Remember how the whole point of the Schrems litigation was that the Irish Data Protection Commissioner wasn’t doing enough (/anything) to query the protections available for data subjects in the US under the Safe Harbor scheme? Well, with the zeal of the convert – or alternatively, on the basis of once bitten, twice shy – the Irish DPC has now announced that its new-found energy encompasses a desire to call into question the compatibility of US data transfers under the approved Standard Contract Clauses, in the light of the Schrems judgment.

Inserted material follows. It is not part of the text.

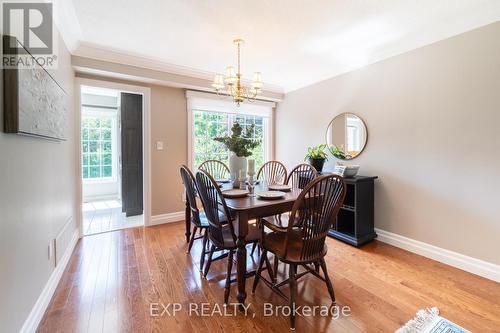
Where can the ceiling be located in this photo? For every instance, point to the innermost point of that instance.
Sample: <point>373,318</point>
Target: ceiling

The DPC’s press release does not quite make clear what approach it has adopted, but states that it is going to asking for declaratory relief on the point from the Irish High Court and a reference to the CJEU. As this blog has repeatedly noted, the reassuring noises made by the European Commission, the Article 29 Working Party and some national regulators, as well as various practitioners, about the ongoing validity of Standard Contract Clauses has always had more of a ring of practicality-driven optimism than principle about it. If the US system does not provide sufficient protections despite Safe Harbor, particular in the light of Governmental data-gathering, it is hard in the abstract to see how a contractual term might fill that gap. And are Binding Corporate Rules any better? But either way, it will certainly be interesting to see how the point is dealt with now it has been taken, and kudos to the Irish DPC for recognising that there is a real problem. Crossing one’s fingers and hoping no-one complains before the Privacy Shield takes effect is not a good enough answer.
Speaking of the Privacy Shield, readers may also wish to note the further sceptical voice of the European Parliament, which has just overwhelmingly passed a non-legislative resolution which sets concerns about a number of perceived “deficiencies” in the Privacy Shield proposal and calls on the Commission to rectify them. Given the length of time it took to come with the Privacy Shield, the ability of the Commission to secure improvements must be open to some doubt, but the calls for it to do so are increasing.